Yeah. A bit annoying to make a system to handle 5,000 events/sec (probably much more at peak) to throw away 90% of them though. Obviously you don't have an SLA on consumption time, but I imagine you can't lag too far behind assuming it's kafka or something.
Genuine question: We signed up for the deci/decahose last month and for now making everyday dumps of about 50GB in flat files.
What kind of system architecture would be good to load & search through such dataset. We tried to explore Mongo Atlas but it is coming out very expensive. Other alternative is to throw away most metadata & just keep ID & Tweet.
The access comes with a cost and is pretty expensive unless covered by some academic grants. (Its about 10 grand USD). How expensive would Clickhouse be for data increasing about 1-2 TB per month? We are trying to optimize costs as the Twitter purchase already seems steep
If you will use S3 as a storage for cold data it can be become just S3(or other object storage) cost. And ClickHouse compression rates for Twitter-like data can be 10x or better as you do not store raw data and data in stored in columns.

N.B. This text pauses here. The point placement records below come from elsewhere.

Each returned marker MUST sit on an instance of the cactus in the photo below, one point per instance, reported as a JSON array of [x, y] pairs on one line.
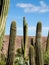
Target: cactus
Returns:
[[31, 55], [25, 37], [38, 45], [22, 46], [47, 45], [4, 5], [11, 47], [32, 42]]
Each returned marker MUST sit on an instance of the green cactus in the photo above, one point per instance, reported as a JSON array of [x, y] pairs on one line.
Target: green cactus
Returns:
[[11, 47], [32, 42], [38, 45], [47, 45], [32, 55], [4, 6], [25, 37], [22, 46]]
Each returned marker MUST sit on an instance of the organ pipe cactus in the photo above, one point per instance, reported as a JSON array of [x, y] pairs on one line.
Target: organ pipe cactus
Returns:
[[11, 47], [47, 45], [4, 6], [32, 55], [25, 37], [38, 45]]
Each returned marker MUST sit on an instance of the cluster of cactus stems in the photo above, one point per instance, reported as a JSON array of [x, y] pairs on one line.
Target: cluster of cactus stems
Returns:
[[35, 50], [4, 5], [32, 53], [38, 45], [11, 47], [25, 37], [47, 45]]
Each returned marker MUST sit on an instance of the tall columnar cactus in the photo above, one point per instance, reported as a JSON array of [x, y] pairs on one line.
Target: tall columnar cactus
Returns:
[[4, 5], [38, 45], [47, 45], [11, 47], [32, 55], [25, 37], [22, 46]]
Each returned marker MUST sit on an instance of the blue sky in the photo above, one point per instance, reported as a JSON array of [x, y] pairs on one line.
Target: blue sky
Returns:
[[33, 10]]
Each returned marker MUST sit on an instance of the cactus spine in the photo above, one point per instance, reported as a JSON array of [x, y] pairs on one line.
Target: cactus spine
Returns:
[[4, 5], [38, 45], [25, 37], [47, 45], [11, 47], [32, 54]]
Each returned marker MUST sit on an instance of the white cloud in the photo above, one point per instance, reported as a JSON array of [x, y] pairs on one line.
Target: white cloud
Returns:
[[30, 8]]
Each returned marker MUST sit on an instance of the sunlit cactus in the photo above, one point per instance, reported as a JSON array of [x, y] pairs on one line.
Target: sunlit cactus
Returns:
[[11, 47], [47, 45], [25, 37], [4, 6], [32, 55], [38, 45]]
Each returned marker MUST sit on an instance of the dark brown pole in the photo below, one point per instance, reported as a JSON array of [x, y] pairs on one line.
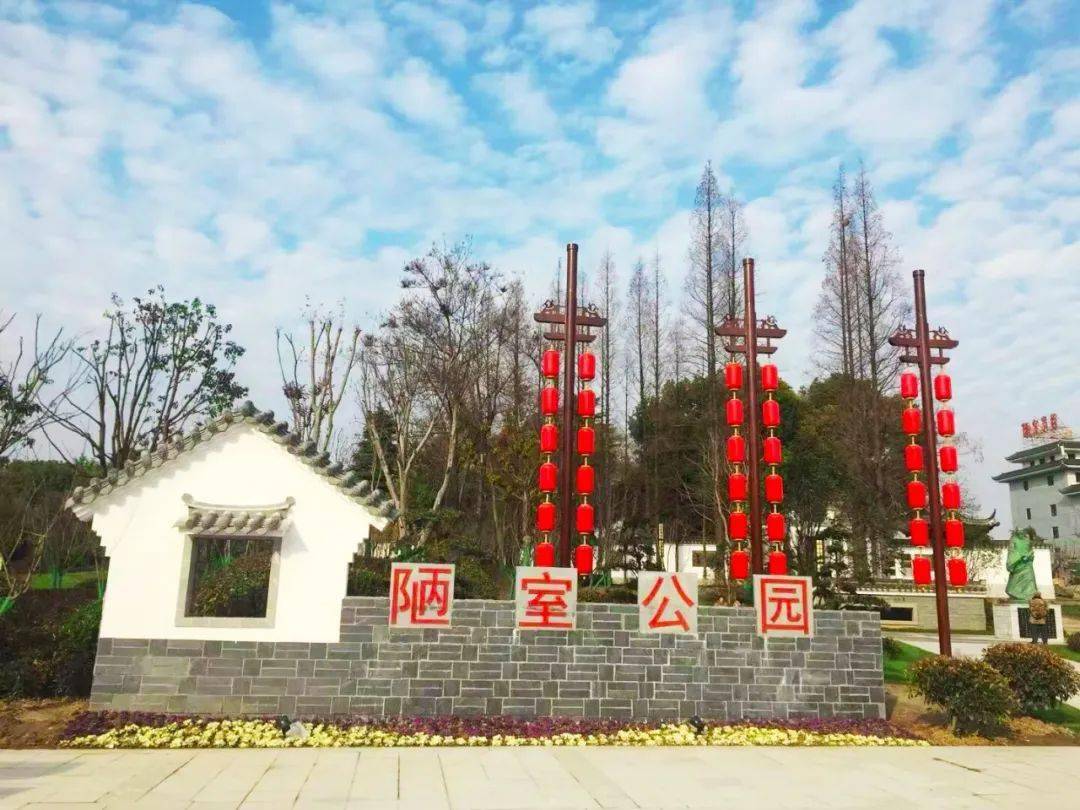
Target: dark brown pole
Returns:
[[569, 369], [753, 451], [941, 583]]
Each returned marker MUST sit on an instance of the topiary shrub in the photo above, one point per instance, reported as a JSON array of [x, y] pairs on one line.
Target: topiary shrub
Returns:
[[1039, 677], [973, 694], [237, 589]]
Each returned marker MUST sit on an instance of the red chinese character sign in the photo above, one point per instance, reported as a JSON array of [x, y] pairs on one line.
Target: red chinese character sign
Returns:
[[667, 603], [547, 598], [784, 605], [421, 594]]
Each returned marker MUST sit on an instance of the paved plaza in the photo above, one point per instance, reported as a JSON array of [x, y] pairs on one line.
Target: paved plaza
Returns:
[[501, 779]]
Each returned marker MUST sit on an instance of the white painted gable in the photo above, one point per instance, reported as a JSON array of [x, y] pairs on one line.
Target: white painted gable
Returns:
[[243, 466]]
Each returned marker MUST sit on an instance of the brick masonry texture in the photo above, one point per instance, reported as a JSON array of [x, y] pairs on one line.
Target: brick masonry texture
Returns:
[[483, 665]]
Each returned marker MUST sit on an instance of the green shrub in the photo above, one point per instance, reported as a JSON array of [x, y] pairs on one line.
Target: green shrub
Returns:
[[615, 594], [238, 589], [1074, 642], [971, 692], [1039, 677]]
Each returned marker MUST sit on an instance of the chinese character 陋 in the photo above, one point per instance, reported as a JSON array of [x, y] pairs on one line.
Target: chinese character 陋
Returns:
[[783, 605], [421, 594], [667, 602], [547, 597]]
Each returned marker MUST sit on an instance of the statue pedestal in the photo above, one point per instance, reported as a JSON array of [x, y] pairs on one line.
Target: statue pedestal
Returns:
[[1010, 622]]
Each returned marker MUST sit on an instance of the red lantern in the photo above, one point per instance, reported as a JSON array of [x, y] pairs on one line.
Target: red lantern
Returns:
[[549, 439], [543, 554], [585, 518], [916, 495], [583, 559], [770, 413], [734, 412], [738, 525], [775, 528], [740, 564], [913, 458], [908, 386], [778, 563], [585, 480], [732, 376], [957, 572], [770, 377], [946, 422], [549, 476], [549, 364], [586, 441], [586, 365], [943, 387], [737, 487], [910, 420], [947, 456], [773, 488], [586, 402], [954, 534], [920, 569], [549, 401], [919, 530], [545, 516]]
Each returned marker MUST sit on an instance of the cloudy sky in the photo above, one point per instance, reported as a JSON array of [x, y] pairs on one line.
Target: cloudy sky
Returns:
[[259, 153]]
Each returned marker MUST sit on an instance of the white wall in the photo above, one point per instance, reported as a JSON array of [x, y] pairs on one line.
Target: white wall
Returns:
[[241, 467]]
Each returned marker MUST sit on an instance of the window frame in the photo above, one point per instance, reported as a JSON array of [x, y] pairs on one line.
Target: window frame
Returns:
[[187, 583]]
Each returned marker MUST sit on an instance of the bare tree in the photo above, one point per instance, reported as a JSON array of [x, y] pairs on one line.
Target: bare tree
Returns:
[[161, 366], [315, 372], [25, 404], [392, 390]]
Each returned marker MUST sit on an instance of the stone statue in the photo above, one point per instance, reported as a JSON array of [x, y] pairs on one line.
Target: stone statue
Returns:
[[1021, 567]]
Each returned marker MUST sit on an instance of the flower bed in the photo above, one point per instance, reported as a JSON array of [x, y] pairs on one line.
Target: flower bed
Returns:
[[139, 730]]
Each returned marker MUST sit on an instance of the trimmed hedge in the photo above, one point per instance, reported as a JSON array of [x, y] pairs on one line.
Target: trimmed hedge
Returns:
[[972, 693], [1038, 677]]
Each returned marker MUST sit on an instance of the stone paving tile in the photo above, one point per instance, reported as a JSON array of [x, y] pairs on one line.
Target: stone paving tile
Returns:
[[526, 779]]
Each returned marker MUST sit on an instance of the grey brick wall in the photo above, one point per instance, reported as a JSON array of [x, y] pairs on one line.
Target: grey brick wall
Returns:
[[484, 665]]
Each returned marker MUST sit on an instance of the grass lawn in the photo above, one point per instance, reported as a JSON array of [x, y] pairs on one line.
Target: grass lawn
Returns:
[[895, 667], [1064, 651], [1063, 715], [70, 579]]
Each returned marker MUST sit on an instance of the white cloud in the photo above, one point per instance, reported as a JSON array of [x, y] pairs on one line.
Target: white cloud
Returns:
[[423, 96], [526, 105], [568, 31]]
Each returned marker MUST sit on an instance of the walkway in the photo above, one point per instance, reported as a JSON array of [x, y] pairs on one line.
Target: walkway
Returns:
[[505, 779], [968, 646]]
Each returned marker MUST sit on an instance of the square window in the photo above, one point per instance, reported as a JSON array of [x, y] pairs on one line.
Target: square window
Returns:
[[230, 580]]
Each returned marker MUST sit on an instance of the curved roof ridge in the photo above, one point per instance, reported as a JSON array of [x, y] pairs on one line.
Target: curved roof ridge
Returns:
[[347, 480]]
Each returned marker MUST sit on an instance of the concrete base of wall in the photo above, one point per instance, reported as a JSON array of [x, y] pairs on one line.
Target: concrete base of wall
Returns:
[[483, 665]]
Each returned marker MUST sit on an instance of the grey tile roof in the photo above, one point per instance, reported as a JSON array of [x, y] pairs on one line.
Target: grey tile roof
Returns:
[[349, 481]]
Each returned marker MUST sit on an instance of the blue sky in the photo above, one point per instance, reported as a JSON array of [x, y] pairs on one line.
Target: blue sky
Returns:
[[259, 153]]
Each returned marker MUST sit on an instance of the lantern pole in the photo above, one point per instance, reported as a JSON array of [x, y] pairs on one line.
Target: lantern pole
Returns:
[[569, 369], [753, 440], [929, 436]]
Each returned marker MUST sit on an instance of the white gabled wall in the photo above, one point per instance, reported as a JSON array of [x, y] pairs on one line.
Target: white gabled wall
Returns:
[[241, 467]]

The example tweet, a somewhat large one with links and images, gzips down to 1.5KB by itself. Given that information, I think it would be reasonable to estimate 1KB per tweet in bulk.
Not it isn't.
It's not about storage but about analysing the data.
It's text so it could easily be compressed to smaller size but this doesn't help in knowing anything about the tweet author, if he is a bit or not.
That's like saying it's easy to check if a picture shows a bird because it's only 100kB.
Musk has one of the top AI researchers of his generation working for him(Karpathy). In general is rich enough to hire anyone he wants for consultation.
I’m boggled by the extent to which people mind-read Musk through his tweets. To me it’s obvious that his Twitter is an outlet for stress busting and banter, like smoke breaks.
If you have the firehose, couldn't you just only sample every 10th tweet and make a "decahose"[1] of your own to work with?
[1] Shouldn't this be "decihose" since it's 1/10 not 10x?